# Stuck volume knob



## Beach Bob (Sep 12, 2009)

I now find myself in possession of a Samick bass; all in all, a fun addition to the guitar rack. The only real problem with it is that the volume pot is scratchy as hell. I'd like to change it out, but I can't get the damn knob off of it. It looks like its just a push on knob (i.e. no set screw).

Any suggestions as to how I can best get this knob off without ruining the finish of the guitar or pushing in on the wood (it feels like a pretty soft wood... surprisingly light for its size).?


----------



## mhammer (Nov 30, 2007)

A butter knife, or similar, can be slid under the knob, and wiggled to lift the knob up enough to expose the retaining hex nut. Once you can see the nut, a nice wide flat-head screw driver can be wedged between the nut and the knob, and the knob removed.


----------



## greco (Jul 15, 2007)

This method has always worked well for me. 

[video=youtube;cuGc83-F_Wk]https://www.youtube.com/watch?v=cuGc83-F_Wk[/video]

Cheers

Dave


----------



## Beach Bob (Sep 12, 2009)

And this is what I love about this forum. I'll give the cloth trick a try first and go to the wiggle to the retaining nut trick if the first fails.

Thanks guys....


----------



## blam (Feb 18, 2011)

i usually use a plastic card (like a membership card or expired debit card)

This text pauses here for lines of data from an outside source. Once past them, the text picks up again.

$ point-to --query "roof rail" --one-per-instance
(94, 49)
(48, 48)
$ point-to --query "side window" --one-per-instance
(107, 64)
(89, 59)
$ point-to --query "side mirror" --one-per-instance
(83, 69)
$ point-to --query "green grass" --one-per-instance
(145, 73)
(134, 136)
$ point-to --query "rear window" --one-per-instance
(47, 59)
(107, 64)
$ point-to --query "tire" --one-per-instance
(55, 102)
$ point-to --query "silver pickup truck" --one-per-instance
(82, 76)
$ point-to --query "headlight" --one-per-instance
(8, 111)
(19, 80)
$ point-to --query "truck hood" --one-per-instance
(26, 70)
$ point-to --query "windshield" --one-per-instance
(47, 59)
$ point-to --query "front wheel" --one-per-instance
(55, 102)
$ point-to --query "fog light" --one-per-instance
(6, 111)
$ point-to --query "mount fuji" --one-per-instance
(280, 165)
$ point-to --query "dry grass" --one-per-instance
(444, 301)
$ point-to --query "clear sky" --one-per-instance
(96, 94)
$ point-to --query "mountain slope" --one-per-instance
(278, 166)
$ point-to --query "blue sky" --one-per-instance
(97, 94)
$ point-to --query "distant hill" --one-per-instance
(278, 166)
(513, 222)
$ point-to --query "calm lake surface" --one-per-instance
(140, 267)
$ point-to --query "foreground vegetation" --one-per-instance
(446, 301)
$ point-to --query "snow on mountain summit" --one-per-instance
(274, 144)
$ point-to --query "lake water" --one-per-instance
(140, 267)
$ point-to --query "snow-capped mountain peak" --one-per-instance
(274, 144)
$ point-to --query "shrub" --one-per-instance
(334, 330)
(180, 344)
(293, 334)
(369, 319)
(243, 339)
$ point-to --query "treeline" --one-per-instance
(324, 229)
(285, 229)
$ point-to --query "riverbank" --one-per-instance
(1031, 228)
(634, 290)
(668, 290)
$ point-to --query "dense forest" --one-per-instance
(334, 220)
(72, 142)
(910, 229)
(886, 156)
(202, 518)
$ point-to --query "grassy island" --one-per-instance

the cloth trick has never worked that well for me


----------



## TWRC (Apr 22, 2011)

The cloth trick usually works for me. If I were you, I'd run a hairdryer over the volume knob for a bit and then try the cloth trick.


----------



## ThatGingerMojo (Jul 30, 2014)

Never had a stuck knob, but that was awesome advice nonetheless. Another tool for the brain, if i ever need it. Thanks guys.


----------



## Beach Bob (Sep 12, 2009)

Found the right thickness of cloth to get between the body and knob... did the wrap and pulled gently... and snapped the shaft! A pair of pliers and I could pull the shaft remains out of the knob... something was terribly weak, or I gotta lay off of the wheaties


----------



## greco (Jul 15, 2007)

If it makes you feel any better, I had the same thing happen to me.....only once though.

Cheers

Dave


----------



## Tarbender (Apr 7, 2006)

Another method that I use is a loop of string or a shoe lace. Place one side of the loop on one side of the knob and the same on the other side. Twist the loop and grab the ends of the string and gently tug upwards. Usually comes off quite easily for me.


----------